Des "liens avec le banditisme" ont été établis dans ce dossier qui remonte à plusieurs années et qui fait notamment suite à une information judiciaire ouverte en 2011 pour "extorsion de fonds, blanchiment et association de malfaiteurs". L'ancien directeur sportif de l'OM  José Anigo, désormais recruteur pour le club marseillais sur le continent africain et installé au Maroc, n'avait pas été interpellé mardi mais "doit être aussi entendu" dans cette enquête, ont dit les mêmes sources. 

Présence de commissions et rétro-commissions

Le transfert de l'attaquant vedette André-Pierre Gignac, de Toulouse à Marseille en 2010, est dans le collimateur des enquêteurs.
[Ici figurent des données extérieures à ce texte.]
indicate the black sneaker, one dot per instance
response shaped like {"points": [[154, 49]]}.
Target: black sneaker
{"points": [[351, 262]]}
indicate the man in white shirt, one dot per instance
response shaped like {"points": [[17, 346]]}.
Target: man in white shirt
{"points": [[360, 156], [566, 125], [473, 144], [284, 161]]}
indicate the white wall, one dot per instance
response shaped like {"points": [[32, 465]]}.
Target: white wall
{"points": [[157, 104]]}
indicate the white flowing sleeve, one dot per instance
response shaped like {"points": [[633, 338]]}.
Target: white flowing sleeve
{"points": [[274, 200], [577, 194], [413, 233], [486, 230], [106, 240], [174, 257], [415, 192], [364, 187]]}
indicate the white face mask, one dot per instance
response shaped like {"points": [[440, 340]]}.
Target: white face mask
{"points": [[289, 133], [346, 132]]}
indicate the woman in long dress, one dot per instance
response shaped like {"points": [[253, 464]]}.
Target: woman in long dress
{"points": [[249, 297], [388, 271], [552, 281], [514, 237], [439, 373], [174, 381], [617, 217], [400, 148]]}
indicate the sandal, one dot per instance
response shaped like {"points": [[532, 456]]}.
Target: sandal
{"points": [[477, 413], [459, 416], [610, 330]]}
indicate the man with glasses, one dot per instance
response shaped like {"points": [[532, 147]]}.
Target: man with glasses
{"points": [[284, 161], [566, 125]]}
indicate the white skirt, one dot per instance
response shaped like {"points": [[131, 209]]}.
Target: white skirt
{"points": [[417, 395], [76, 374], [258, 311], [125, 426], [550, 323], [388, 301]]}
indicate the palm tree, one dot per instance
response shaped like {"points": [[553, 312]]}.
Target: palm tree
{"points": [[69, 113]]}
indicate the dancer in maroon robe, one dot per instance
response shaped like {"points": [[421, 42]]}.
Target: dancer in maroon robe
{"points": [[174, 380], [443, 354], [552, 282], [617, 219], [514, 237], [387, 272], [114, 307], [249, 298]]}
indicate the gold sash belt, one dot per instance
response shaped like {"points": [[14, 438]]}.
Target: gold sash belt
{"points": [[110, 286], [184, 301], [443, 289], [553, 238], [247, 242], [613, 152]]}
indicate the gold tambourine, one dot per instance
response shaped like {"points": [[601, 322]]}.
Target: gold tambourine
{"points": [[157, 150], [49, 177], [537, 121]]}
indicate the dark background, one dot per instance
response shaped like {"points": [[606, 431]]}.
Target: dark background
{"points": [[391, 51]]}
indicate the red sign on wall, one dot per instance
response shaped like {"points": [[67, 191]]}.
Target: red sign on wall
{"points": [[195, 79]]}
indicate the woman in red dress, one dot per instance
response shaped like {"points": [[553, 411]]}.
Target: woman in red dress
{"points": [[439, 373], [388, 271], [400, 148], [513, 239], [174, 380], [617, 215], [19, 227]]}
Des perquisitions ont déjà eu lieu au siège de l'OM  il y a quelques mois lors desquelles des documents ont été saisis. Les policiers pensent qu'il y aurait eu, à l'occasion de transferts d'importance, essentiellement des commissions et rétro-commissions "dans lesquelles des membres du milieu apparaissent", ont expliqué les sources proches de l'enquête.

L'enquête est menée et supervisée par la sous-direction de la lutte contre le crime organisé et la délinquance financière (SDCOF) de la direction centrale de la police judiciaire (DCPJ) dont différents services et offices ont été mis à contribution.